Employees are Increasingly Driving Companies' Disaster Philanthropy Efforts

Thursday, December 9th, 2021

As the frequency, intensity, and economic fallout from natural disasters continues to rise, employees are fast-emerging as an influential force driving their companies' disaster philanthropy efforts. Nearly two-thirds of companies surveyed say employee expectations are a top reason they participate—an increase of 50 percentage points from 2020 to 2021. That is according to Disaster Philanthropy Practices 2021, the latest edition of an annual report from The Conference Board ESG Center.

The report also found that 73 percent of respondent companies' first priority is providing disaster relief—responding immediately after a disaster strikes. Only 22 percent say their first priority is preparedness—taking action to mitigate the effects of a natural disaster before it occurs. As companies continue to focus on communities—especially the socioeconomically disadvantaged—many have an opportunity to enhance their impact by devoting more resources to preemptive action.

The report sheds light on the priorities of companies' disaster philanthropy and what they seek to achieve from their efforts. In addition, it offers recommendations to CEOs for how they can improve the efficiency and effectiveness of their companies' disaster philanthropy initiatives. Key insights include:

More than ever, employees are influencing companies' disaster philanthropy efforts.

  • 65 percent of surveyed companies cite employee expectations as a top reason they engage in disaster philanthropy—an increase of 50 percentage points from 2020 to 2021.

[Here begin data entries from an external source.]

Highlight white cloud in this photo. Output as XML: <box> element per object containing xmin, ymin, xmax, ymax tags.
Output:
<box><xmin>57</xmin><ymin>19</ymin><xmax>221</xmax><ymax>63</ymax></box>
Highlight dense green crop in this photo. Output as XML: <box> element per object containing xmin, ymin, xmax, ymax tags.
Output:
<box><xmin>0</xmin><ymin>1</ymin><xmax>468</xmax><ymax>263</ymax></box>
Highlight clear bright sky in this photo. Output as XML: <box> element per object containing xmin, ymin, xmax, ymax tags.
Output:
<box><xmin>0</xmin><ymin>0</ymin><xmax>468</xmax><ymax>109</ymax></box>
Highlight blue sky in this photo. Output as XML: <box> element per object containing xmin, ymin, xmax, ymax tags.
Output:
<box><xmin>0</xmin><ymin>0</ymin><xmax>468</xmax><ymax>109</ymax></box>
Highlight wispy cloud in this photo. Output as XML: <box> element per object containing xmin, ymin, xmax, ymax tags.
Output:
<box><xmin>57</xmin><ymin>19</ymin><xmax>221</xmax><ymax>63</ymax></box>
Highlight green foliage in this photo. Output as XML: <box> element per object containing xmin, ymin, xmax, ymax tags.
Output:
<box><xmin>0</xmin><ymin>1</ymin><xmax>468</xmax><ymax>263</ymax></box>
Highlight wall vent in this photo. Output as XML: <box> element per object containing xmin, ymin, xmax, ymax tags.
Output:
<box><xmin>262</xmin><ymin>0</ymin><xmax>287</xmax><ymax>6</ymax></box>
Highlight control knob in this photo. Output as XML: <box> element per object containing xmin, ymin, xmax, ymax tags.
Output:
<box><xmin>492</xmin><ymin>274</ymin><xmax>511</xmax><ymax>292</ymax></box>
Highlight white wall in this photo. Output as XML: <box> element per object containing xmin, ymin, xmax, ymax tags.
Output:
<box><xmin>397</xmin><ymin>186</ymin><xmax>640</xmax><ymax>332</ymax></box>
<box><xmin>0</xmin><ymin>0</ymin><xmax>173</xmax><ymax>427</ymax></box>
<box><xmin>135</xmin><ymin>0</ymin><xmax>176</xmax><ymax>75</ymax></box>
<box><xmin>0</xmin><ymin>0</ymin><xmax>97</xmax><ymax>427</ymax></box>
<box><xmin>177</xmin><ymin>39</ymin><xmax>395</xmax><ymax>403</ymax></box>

  • 43 percent say pressure from employees leads them to take unplanned action—deviating from the established playbook—when disaster strikes.

  • 63 percent elicit information from employees about which non-profits to fund in communities affected by natural disasters.

"Companies are increasingly responding to employees' concerns and proactively seeking their input on how to respond to disasters. It reflects the broader trend of employees' influence on how companies respond to social issues," said Robert Schwarz, Senior Researcher at The Conference Board ESG Center.

To enhance their impact, companies can consider reallocating resources from disaster relief to preparedness and long-term recovery.

  • The top funding priority for surveyed businesses is disaster relief (73 percent).

  • 22 percent cite preparedness as their top priority, and only 3 percent cite long-term recovery and reconstruction.

  • Funding for both preparedness and recovery are essential to the welfare of communities, given the forecast anticipating more frequent, intense, and costly natural disasters. Preparedness reduces the need for relief and builds trust with communities, while resources for long-term recovery and reconstruction reduce the time it can take for communities to return to normal.

The main driver for participating in disaster philanthropy: companies' commitment to communities.

  • 93 percent of respondents cite their commitment to communities as the top reason for engaging in disaster philanthropy. 82 percent cite values alignment, and 65 percent cite employee expectations.

To ensure the efficient use of limited resources, companies should analyze the effectiveness of their disaster philanthropy efforts.

  • Just 5 percent of respondents cite analyzing the efficiency and effectiveness of disaster philanthropy as a top priority over the next three years.

  • CEOs can insist that corporate citizenship departments conduct a more rigorous analysis of the efficiency and effectiveness of their firm's disaster response efforts.

In the midst of responding, 99 percent of companies break from their disaster philanthropy priorities.

  • The reasons companies cite for deviating from their established playbook include employee pressure (43 percent) and pressure from senior management (37 percent).

"Natural disasters can trigger heightened emotions, prompting companies to shift their resources away from established priorities," said Jeff Hoffman, Leader of the Corporate Citizenship and Philanthropy area at The Conference Board. "While companies should be able to provide unplanned relief, CEOs can ensure that there is buy-in from senior management regarding the firm's disaster response priorities."

"While companies routinely work with non-profits and government agencies on disaster relief and recovery efforts, just 16 percent of surveyed companies partner with other companies," said Paul Washington, Executive Director of The Conference Board ESG Center. "To increase the scale and effectiveness of their disaster philanthropy, CEOs can encourage their corporate citizenship leaders to explore partnerships and coalitions with other firms. Such partnerships are especially valuable with companies that have complementary core competencies with respect to responding to natural disasters."

The report is based on survey responses of 126 corporate citizenship and philanthropy professionals at public and private companies; the proceedings of disaster philanthropy-related sessions at The Conference Board 2021 Corporate Citizenship & Philanthropy Toolbox Series; and external research.